IRVING, Texas—In the aftermath of a tornado, hurricane, flood or other disaster, the security and life safety systems of everything from homes to banks to medical facilities need to be quickly restored to aid in the recovery.

But without official procedures in place to ensure they have the proper credentials to enter emergency zones, critical security industry personnel may be unable to gain access to rewire and restart their customers. How to establish such credentialing procedures was the topic of a webinar this week jointly sponsored by the Security Industry Association and the Electronic Security Association.

“I urge [everyone] to begin the process in their own state of having these procedures adopted,” said Keith Elliott, president of the Mississippi Alarm Association (MAA) and one of the speakers at the Jan. 31 webinar, titled “First Responder and Security Industry Access to Disaster Areas.”

Elliott added: “This is not a federal program but done state by state, and each state is different in its requirements.”

Elliott said Mississippi and Louisiana are the only two states that have adopted standard operating procedures that provide security personnel and others access after a natural disaster or other crisis.

But he said he believes efforts will be made this year by the Department of Homeland Security's Emergency Services Sector Coordinating Council to urge other states to adopt standard procedures modeled on those adopted by Mississippi and Louisiana. The Texas-based ESA is a member of the council, which also includes law enforcement, fire service, medical personnel and other first responders.

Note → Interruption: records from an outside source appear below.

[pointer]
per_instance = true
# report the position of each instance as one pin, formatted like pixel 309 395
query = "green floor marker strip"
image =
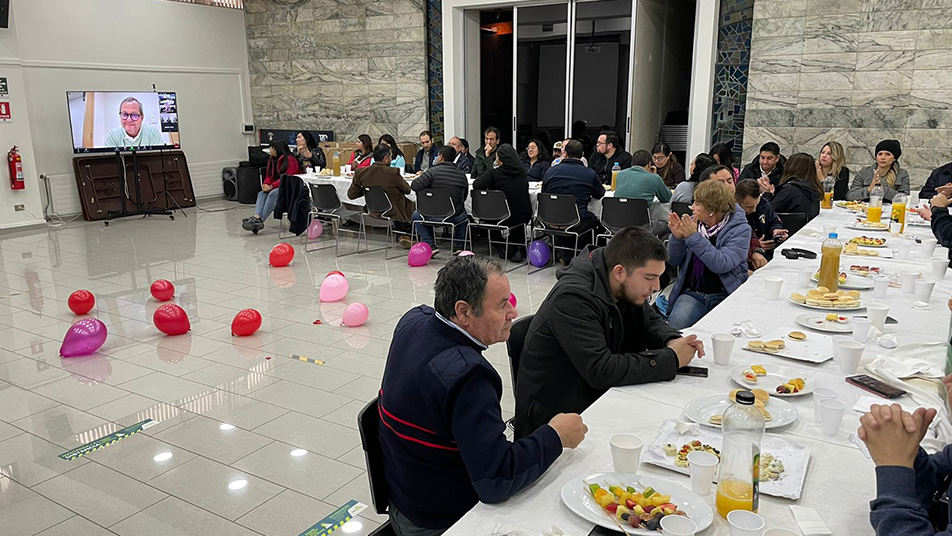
pixel 102 442
pixel 335 520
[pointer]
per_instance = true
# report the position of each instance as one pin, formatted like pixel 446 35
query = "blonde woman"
pixel 832 163
pixel 885 172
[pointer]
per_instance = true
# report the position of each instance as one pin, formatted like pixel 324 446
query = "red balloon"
pixel 171 320
pixel 81 302
pixel 246 322
pixel 162 290
pixel 281 254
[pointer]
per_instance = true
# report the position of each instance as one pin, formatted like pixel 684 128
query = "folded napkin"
pixel 808 519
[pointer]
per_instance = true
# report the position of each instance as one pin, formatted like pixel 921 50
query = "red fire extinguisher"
pixel 15 163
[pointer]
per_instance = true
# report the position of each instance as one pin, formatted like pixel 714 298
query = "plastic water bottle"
pixel 738 475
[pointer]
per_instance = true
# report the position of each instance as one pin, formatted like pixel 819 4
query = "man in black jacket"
pixel 596 330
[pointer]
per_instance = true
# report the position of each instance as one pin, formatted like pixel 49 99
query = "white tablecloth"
pixel 840 480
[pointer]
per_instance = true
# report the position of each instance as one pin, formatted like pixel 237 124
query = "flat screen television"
pixel 109 121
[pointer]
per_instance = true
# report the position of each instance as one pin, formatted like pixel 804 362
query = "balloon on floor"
pixel 83 338
pixel 162 290
pixel 246 322
pixel 355 315
pixel 420 254
pixel 81 302
pixel 334 287
pixel 281 254
pixel 171 320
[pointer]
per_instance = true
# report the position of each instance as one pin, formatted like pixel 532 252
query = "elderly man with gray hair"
pixel 131 132
pixel 442 431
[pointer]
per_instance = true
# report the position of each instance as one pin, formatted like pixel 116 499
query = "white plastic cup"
pixel 850 353
pixel 626 452
pixel 939 268
pixel 822 393
pixel 908 280
pixel 880 286
pixel 723 344
pixel 860 331
pixel 678 526
pixel 745 523
pixel 831 416
pixel 702 465
pixel 773 284
pixel 877 315
pixel 924 288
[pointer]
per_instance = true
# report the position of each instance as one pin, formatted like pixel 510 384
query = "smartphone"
pixel 877 387
pixel 700 372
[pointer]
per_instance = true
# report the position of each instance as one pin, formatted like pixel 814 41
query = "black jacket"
pixel 795 196
pixel 939 177
pixel 581 343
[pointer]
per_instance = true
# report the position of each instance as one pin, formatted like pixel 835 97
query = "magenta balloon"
pixel 83 338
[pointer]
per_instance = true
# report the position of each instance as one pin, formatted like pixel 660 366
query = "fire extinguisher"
pixel 15 163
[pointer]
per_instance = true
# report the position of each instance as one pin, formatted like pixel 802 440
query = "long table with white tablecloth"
pixel 840 478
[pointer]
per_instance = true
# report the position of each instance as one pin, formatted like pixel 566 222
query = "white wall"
pixel 54 46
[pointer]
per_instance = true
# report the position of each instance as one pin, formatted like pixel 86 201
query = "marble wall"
pixel 351 66
pixel 854 71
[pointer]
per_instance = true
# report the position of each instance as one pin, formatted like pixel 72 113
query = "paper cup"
pixel 626 452
pixel 745 523
pixel 773 285
pixel 877 315
pixel 850 353
pixel 723 344
pixel 924 288
pixel 831 416
pixel 822 393
pixel 702 466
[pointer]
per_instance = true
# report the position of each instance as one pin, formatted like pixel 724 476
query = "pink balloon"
pixel 355 315
pixel 420 254
pixel 334 288
pixel 83 338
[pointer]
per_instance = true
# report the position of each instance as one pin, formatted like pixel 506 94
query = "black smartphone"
pixel 700 372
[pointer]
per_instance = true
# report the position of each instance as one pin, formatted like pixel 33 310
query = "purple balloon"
pixel 83 338
pixel 539 253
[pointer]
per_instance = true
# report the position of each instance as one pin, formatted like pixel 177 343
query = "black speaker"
pixel 229 183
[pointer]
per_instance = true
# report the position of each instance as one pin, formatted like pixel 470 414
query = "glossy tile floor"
pixel 248 441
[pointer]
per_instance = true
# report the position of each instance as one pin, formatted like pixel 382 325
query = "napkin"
pixel 809 521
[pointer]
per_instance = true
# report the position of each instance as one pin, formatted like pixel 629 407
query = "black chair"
pixel 490 212
pixel 793 221
pixel 368 421
pixel 437 204
pixel 621 212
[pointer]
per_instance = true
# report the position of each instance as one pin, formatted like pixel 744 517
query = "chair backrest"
pixel 621 212
pixel 558 210
pixel 324 197
pixel 681 208
pixel 377 200
pixel 368 422
pixel 435 203
pixel 517 338
pixel 490 205
pixel 793 221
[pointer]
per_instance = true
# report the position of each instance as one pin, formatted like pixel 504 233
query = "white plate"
pixel 776 375
pixel 831 309
pixel 819 323
pixel 701 409
pixel 576 497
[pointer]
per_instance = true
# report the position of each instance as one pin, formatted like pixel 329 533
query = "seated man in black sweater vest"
pixel 442 431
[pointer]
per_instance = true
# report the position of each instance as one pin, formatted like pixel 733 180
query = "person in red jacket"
pixel 282 162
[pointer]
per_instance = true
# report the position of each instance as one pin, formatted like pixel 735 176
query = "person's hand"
pixel 570 428
pixel 892 435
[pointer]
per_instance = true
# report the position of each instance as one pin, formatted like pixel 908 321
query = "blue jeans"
pixel 691 306
pixel 264 207
pixel 425 232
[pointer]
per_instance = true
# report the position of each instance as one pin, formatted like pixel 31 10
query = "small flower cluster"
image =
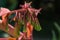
pixel 25 19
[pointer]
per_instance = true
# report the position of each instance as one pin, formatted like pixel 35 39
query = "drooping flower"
pixel 26 5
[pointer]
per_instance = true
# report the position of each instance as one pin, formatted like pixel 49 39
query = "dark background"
pixel 48 18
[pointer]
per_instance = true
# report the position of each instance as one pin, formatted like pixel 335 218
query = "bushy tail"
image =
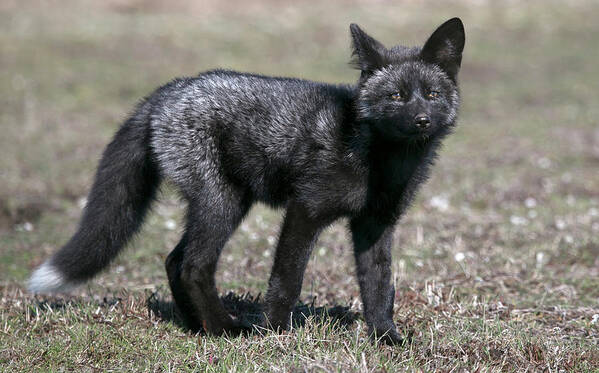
pixel 125 184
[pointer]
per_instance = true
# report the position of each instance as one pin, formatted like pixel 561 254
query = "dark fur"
pixel 324 152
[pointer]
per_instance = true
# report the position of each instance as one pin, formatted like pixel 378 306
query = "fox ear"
pixel 445 46
pixel 367 53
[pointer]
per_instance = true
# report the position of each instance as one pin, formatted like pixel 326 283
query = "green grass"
pixel 496 265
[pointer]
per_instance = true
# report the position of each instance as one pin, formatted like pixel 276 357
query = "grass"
pixel 496 265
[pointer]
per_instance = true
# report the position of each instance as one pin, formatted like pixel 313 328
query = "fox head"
pixel 409 93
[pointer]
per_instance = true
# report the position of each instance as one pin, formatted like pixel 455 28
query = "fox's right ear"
pixel 367 53
pixel 445 46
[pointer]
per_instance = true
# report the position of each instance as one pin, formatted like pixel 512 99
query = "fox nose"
pixel 422 121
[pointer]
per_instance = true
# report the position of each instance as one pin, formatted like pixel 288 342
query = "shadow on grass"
pixel 249 308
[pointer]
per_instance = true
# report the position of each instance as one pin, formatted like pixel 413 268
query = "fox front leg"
pixel 298 236
pixel 372 249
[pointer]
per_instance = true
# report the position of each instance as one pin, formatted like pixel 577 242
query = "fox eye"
pixel 397 96
pixel 433 94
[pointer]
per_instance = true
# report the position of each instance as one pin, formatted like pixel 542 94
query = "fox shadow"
pixel 248 309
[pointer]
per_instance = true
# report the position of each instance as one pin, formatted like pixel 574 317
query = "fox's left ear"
pixel 445 46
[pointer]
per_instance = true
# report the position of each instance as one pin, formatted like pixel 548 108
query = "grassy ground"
pixel 496 265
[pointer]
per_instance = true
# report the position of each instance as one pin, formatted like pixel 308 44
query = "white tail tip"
pixel 48 279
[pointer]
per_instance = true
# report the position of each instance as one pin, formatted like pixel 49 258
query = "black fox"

Elliott said efforts to adopt credentialing standards already are under way in Alabama, Arkansas, Tennessee, South Carolina, North Carolina and Minnesota, and in Houston and Dallas.

The Mississippi Alarm Association is actively involved in an advisory council in that state which will help educate business groups there, including the security industry, on the process of securing credentials to enter an emergency area, Elliott said. Requirements for such credentialing include background checks, he said.

Although Mississippi's most recent natural disaster was Hurricane Katrina in 2005, “each year in the summer and fall we anticipate a hurricane season that could impact our business and residential customers [who have security or life safety products or are monitored by a central station],” Elliott said.

After a hurricane or other crisis, he said, “we want access to these impacted and affected areas to rewire and restart our customers. … Access to those areas is key to our economic survival, and therefore access to emergency zones controlled by police, sheriff's deputies and other first responders is an issue.”

Bob McVeigh, chairman of the ESA's Industry Affairs Committee, who moderated the webinar, asked Elliott what type of places might need the services of security personnel after a disaster.

Elliott said places that needed assistance after Katrina included banks, medical facilities, schools and casinos.

In Mississippi, he said, credentialing to enter disaster areas is done on a color-coded tier system. “The first tier is first responders,” he said. “Our business community is within Tier 3, titled 'rebuilding and repopulation.' We would receive vehicle place cards and letters of access.”

Among the speakers was Roger Roehr, principal of Roehr Consulting, who said that anyone entering an emergency zone must be responding to a demonstrated need, have the requisite capabilities to respond, and have the proper credentials.

McVeigh said information discussed in the webinar would be posted on the ESA's website: www.alarm.org.